Your own examples, however, do indeed reflect "a special, dedicated way to express some relations between moments of time". To pin down what the differences are, try recasting your abstract actions—the do somethings—as concrete ones, and add temporal modifiers, thus:
I will do something if you have done something.
"I'm leaving for the office now. I will give your letter to the boss if you have finished it." Here the focus is on the moment of leaving. The letter must be finished (which is what 'perfect' means, literally) now; otherwise I cannot take it with me. And the letter is to be delivered in the future, with respect to that moment.
I did something when he had done something.
"I left for the office at eight o'clock. Ed had finished the letter, so I would give it to the boss when I arrived." As before, the focus is on a single moment of leaving; but that moment is now in the past, so the simple present is recast as a simple past; the simple perfect is recast as a past perfect by employing the past of the auxiliary; and in very old-fashioned writing, the future is also recast with the past of the auxiliary.
Today, however, practically nobody understands would to be the past tense of will; it is rarely used outside an "unreal" context. In effect, English has lost the future-in-the-past construction. Consequently, you must replace would with the past form of a different expression such as can—"so I could give, &c".

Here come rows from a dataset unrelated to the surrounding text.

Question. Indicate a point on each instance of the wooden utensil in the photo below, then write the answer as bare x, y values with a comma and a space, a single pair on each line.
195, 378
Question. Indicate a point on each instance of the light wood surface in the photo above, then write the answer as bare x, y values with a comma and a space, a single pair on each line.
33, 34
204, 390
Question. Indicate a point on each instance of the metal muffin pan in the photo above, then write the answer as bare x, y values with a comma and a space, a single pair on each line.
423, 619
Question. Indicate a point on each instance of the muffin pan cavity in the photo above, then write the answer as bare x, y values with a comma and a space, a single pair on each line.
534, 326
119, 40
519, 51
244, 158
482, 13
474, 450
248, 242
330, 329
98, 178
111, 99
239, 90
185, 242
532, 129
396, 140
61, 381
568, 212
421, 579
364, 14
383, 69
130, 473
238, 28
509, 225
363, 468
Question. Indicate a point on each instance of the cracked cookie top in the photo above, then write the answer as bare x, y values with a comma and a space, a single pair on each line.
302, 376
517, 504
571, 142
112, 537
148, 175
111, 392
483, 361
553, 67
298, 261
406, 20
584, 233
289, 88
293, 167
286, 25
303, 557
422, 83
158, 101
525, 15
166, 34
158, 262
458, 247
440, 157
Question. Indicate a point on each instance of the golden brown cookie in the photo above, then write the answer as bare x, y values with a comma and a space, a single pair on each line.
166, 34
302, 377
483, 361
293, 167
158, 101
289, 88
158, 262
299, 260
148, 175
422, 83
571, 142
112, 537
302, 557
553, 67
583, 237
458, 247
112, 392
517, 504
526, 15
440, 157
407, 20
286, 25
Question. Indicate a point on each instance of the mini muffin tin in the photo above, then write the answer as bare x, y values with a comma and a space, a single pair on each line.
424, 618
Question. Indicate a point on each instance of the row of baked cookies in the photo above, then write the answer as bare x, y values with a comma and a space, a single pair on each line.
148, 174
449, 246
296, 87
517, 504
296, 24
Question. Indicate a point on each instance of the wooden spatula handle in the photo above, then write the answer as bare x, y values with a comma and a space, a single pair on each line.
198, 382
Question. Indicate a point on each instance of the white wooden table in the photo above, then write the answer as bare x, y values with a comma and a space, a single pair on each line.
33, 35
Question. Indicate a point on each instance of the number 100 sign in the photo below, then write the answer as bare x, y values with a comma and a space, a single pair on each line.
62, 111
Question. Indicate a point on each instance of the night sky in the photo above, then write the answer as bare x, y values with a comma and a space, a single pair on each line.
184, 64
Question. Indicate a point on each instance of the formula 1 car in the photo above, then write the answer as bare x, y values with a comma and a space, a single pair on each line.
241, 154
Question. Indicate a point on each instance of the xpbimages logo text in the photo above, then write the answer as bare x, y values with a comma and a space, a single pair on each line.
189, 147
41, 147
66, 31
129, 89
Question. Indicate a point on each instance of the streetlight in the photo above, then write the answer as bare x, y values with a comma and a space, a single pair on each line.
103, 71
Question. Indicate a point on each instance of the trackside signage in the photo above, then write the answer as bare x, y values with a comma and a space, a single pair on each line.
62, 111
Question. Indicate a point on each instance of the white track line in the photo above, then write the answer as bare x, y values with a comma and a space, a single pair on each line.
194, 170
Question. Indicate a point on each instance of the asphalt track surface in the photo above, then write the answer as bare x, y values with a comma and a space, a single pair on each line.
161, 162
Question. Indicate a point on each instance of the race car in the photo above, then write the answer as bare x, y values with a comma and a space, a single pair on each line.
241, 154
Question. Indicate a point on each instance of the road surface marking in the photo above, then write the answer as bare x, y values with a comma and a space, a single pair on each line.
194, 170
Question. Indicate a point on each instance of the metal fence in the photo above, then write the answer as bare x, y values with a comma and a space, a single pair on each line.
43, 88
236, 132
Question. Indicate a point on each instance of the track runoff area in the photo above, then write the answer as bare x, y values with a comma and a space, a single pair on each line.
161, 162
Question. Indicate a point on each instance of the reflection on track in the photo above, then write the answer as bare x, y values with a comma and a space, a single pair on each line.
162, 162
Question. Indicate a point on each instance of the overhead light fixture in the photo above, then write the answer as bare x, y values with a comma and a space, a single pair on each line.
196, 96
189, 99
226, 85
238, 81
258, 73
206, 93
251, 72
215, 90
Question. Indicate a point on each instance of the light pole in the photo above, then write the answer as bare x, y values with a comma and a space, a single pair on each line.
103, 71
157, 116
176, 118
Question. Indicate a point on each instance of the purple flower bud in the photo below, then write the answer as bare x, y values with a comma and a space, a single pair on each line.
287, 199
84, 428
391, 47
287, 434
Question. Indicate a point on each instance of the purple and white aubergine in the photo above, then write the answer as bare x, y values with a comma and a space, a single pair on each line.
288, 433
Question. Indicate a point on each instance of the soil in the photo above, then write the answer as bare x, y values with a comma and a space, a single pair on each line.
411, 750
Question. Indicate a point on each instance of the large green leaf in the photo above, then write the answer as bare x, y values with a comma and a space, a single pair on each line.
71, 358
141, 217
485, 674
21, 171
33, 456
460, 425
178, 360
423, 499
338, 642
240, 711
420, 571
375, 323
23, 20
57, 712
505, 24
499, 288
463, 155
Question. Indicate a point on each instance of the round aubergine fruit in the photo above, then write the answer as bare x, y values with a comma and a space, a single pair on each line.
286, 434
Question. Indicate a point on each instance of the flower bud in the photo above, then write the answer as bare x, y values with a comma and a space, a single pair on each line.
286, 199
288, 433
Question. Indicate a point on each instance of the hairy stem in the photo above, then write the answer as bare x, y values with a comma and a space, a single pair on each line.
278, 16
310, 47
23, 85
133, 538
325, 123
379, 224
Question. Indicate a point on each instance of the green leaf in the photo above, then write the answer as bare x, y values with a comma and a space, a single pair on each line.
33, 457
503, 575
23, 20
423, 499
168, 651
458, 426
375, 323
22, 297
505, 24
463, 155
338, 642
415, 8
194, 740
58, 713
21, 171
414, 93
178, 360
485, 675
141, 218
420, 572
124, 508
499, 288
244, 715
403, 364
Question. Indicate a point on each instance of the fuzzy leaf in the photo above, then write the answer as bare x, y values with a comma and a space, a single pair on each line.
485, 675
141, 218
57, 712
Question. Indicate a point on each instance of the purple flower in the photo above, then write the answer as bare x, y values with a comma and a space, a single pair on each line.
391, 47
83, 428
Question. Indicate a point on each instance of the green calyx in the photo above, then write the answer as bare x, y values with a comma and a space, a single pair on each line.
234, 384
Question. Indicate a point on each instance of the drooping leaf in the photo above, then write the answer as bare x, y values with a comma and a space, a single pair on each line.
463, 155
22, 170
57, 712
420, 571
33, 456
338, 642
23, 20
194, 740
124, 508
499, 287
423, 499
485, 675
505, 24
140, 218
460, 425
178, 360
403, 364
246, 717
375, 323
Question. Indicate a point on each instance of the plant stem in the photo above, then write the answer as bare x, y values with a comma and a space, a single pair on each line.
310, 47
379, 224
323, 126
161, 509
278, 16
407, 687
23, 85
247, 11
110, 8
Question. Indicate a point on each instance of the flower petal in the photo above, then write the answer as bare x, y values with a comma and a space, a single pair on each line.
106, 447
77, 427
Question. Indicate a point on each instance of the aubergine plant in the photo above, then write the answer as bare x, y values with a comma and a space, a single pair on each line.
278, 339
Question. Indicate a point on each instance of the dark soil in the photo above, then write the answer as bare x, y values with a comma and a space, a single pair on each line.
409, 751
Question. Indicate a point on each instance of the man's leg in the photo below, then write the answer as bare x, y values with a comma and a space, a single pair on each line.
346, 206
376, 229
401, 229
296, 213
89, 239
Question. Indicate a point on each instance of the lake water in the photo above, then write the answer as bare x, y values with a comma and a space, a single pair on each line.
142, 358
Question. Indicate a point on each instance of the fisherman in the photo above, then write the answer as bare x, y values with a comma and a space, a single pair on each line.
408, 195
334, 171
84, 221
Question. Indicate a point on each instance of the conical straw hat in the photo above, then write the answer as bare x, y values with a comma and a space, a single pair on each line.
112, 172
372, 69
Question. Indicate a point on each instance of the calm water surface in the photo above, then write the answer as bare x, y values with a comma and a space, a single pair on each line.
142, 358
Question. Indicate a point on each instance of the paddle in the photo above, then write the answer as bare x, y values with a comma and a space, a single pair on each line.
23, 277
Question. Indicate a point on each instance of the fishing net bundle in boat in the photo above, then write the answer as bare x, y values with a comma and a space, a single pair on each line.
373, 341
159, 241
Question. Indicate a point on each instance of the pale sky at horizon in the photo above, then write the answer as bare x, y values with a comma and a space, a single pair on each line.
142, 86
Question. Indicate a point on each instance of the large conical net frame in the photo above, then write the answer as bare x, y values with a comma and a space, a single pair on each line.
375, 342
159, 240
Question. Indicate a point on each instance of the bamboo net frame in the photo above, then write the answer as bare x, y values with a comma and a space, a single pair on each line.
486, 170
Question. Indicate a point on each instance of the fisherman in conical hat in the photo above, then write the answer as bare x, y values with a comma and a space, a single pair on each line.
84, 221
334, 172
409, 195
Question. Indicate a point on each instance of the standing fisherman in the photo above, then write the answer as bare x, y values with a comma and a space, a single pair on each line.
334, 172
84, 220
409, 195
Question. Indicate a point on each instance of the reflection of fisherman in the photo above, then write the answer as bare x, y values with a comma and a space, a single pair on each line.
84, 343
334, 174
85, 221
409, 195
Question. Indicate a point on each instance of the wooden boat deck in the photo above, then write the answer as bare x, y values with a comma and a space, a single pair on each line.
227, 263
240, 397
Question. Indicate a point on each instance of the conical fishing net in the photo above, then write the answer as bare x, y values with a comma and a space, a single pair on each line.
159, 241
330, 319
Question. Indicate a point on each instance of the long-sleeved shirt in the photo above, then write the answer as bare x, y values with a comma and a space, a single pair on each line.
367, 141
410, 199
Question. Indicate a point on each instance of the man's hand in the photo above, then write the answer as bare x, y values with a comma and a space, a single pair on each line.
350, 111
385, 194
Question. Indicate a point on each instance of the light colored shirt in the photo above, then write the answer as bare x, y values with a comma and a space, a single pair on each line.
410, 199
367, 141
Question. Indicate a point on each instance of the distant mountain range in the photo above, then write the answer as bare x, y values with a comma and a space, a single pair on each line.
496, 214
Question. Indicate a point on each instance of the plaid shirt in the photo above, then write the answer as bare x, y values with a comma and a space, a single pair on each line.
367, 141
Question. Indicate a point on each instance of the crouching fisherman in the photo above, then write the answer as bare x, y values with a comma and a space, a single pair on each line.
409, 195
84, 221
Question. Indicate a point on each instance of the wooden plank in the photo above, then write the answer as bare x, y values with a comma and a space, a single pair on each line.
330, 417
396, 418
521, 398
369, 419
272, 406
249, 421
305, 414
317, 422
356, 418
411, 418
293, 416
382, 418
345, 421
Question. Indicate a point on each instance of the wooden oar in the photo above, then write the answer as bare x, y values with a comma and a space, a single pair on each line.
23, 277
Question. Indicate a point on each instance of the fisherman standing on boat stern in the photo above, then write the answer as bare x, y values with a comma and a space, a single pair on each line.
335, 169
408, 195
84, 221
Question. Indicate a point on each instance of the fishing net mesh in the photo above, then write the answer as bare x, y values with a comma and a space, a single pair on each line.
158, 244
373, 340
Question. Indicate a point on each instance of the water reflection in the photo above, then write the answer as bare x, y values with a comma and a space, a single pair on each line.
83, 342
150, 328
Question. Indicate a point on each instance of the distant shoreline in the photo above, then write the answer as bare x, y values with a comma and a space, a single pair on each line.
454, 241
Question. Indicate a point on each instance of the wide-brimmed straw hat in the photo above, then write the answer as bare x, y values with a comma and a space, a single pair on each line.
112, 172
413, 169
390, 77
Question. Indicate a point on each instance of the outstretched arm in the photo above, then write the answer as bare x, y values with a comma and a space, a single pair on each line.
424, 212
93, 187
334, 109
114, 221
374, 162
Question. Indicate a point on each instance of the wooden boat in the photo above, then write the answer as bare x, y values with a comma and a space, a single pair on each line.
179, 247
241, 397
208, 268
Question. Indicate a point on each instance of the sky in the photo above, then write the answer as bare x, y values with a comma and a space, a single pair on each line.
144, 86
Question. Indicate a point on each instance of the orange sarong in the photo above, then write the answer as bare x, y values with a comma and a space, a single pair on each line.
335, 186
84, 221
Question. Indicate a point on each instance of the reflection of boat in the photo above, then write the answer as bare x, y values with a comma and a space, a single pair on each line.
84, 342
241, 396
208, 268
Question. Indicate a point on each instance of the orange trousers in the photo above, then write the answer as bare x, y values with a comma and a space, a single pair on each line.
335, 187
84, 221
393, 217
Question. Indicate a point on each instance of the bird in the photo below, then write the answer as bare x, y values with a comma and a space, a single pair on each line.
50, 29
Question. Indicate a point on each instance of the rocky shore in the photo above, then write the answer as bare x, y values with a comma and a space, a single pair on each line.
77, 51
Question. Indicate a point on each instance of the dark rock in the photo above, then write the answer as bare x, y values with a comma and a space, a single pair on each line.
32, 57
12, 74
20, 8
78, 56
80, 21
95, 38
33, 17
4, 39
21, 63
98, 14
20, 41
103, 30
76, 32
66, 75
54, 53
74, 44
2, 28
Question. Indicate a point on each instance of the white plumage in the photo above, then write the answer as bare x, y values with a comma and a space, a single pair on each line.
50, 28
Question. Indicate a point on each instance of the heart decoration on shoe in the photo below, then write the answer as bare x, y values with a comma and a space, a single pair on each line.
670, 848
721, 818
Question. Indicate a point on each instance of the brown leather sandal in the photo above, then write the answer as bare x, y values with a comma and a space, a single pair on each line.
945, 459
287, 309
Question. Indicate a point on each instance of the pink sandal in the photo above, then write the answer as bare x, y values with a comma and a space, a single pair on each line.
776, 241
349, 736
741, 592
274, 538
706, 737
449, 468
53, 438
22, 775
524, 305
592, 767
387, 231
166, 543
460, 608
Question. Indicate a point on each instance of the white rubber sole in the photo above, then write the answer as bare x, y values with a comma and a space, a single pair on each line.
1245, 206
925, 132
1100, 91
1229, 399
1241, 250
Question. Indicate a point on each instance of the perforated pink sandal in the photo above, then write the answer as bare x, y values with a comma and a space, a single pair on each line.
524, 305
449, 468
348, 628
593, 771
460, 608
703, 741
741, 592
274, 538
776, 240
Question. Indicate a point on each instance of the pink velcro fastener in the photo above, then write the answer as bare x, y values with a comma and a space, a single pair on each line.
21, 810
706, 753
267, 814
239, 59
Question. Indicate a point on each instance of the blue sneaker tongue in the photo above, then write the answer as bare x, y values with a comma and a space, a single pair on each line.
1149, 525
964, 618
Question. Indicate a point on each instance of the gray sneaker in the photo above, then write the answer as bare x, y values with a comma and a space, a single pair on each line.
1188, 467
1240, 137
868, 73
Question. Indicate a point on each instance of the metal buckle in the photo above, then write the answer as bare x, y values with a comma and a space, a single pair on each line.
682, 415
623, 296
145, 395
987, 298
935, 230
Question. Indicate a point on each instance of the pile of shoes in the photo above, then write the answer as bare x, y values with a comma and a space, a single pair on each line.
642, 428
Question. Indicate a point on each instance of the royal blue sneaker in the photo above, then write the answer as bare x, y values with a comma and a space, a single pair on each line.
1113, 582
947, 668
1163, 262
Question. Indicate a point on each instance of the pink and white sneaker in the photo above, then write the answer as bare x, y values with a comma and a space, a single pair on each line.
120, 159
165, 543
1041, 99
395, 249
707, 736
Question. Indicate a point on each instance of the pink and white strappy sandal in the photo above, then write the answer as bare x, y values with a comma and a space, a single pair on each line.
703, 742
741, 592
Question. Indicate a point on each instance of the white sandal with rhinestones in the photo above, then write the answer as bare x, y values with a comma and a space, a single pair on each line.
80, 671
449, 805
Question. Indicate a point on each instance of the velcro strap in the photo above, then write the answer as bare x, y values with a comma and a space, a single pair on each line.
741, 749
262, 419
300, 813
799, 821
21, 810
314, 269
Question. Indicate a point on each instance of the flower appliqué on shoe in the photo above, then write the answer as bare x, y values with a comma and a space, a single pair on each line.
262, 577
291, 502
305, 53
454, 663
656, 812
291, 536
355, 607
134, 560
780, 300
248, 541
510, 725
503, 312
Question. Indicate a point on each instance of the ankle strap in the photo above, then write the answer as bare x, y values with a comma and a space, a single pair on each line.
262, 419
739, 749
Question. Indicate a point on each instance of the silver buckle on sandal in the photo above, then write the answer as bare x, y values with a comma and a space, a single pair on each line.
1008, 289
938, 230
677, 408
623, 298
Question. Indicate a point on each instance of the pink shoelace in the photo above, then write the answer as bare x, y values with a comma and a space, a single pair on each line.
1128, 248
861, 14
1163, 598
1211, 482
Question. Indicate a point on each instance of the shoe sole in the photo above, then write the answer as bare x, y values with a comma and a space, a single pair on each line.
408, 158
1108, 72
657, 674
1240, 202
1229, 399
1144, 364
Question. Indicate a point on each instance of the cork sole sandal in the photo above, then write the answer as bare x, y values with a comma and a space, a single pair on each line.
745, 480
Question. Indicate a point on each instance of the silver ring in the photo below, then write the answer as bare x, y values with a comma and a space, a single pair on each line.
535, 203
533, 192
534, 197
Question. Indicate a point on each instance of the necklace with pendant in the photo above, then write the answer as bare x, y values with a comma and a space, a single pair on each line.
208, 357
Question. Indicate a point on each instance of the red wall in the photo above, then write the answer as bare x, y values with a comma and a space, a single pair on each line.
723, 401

If, however, the "unreal" came into play, if what you intended didn't actually happen, you would revert to would. BUT: in this case, the loss of the future-in-the-past requires you to shift your focus to a subsequent time—the time at which the anticipated event failed to occur. So the future-in-the-past event becomes an unreal-perfect-in-the-past event: "I would have given it to the boss when I arrived, but he had already left."
I will do something if you do something.
"I'm leaving for the office now. If you bring me the letter before noon I will give it to the boss." Now the focus is on future events, so a future construction is employed in the indicative main clause; it could be used in the conditional as well, but the 'present' tense (which is actually not a present tense but a non-past tense) is ordinarily used in these constructions, since the conditional's 'modal' quality embraces futurity.
I did something when he did something.
"I left for the office at eight o'clock. I gave the letter to the boss when Ed brought it to me at eleven." Once more, all the events are in the past; in this case, however, there is no obnoxious future to express, and the sequence is made clear lexically, so the simple past construction can be used throughout.